Ganaka-Moggallana pernah bertanya kepada Buddha mengenai latihan yang
bertahap, yang dibandingkannya dengan bagaimana seorang murid diajar
menghitung satu-satu, dua-dua, tiga-tiga, hingga sepuluh lalu seratus. Buddha
pun menjelaskan bagaimana ajaran-Nya secara bertahap dan sistematis dapat
dipelajari dan dilaksanakan, mulai dari peraturan, mengendalikan indera,
hingga mengembangkan konsentrasi dan mencapai jhana (M. III. 1-2). Cara
yang bertahap diumpamakan seperti memperlakukan anak yang hilang, setelah kembali,
memerlukan penyesuaian diri, selangkah demi selangkah diberi kesempatan untuk
meningkatkan kedudukan atau tugas dan tanggung jawabnya (Saddharmapundarika-sutra
IV).
Keterampilan
dalam cara pendekatan menyangkut apa yang dinamakan upaya-kausalya. Secara harfiah kata upaya kausalya berarti “cara untuk mencapai hal yang harus
dicapai”. Pengertian ini meliputi berbagai cara atau instrumen yang dapat
digunakan untuk mencapai tujuan, yaitu kebebasan.
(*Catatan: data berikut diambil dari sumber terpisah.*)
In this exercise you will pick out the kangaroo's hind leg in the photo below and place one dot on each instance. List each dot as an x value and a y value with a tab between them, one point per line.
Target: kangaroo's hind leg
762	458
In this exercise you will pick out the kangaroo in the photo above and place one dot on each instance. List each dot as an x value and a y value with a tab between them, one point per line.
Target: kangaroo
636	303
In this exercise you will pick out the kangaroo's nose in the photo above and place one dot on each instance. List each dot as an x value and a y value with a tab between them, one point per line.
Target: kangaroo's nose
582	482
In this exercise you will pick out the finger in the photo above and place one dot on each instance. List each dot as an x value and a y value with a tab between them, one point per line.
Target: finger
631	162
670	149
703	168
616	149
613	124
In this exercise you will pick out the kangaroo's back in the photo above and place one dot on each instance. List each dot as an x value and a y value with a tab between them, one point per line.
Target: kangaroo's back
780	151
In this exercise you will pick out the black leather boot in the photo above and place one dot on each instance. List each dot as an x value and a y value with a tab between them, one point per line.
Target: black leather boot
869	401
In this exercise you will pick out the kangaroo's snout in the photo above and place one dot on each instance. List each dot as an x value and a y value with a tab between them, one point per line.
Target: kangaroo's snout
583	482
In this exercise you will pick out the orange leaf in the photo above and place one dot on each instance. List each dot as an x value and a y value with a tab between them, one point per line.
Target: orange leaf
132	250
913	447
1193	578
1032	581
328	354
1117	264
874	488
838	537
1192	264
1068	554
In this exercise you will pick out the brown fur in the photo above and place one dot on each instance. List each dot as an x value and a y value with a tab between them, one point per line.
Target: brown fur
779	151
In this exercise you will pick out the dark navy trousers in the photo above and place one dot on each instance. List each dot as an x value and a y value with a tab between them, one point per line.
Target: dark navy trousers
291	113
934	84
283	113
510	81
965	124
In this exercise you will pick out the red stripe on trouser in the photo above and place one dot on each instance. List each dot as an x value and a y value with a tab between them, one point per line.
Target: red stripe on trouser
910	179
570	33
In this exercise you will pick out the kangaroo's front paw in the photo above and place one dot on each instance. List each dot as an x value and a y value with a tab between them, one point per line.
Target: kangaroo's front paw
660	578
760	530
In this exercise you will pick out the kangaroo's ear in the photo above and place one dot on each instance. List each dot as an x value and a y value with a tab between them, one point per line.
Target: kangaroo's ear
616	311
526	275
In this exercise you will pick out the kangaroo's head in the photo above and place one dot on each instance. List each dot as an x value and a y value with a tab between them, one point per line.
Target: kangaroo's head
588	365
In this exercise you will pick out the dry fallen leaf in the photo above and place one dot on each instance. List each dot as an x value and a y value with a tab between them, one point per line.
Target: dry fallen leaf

Istilah ini juga sering
diartikan sebagai “kepandaian atau keterampilan untuk membuat yang lain
mencapai tujuan”. Keterampilan dalam cara ini dipandang merupakan salah satu
bentuk kesempurnaan dari sepuluh kesempurnaan (dasa-paramita) seorang Bodhisattwa yang penuh dengan cinta kasih (maitri) dan kasih sayang (karuna).
Kasus Biku Cula Panthaka merupakan contoh bagaimana pendekatan individual
memperhatikan keunikan seseorang yang memerlukan keterampilan dalam cara
mendidik. Biku yang tidak pandai menghafal ini diajar oleh Buddha untuk duduk
di bawah terik matahari, menggosok kain putih yang bersih, mengamatinya seraya
mengucapkan kata-kata “bersih dari kekotoran”. Melihat proses kain itu
menjadi kotor kena keringat tangannya, seketika ia sampai pada pemahaman
induksi kausalitas dan ketidakkekalan (DhpA.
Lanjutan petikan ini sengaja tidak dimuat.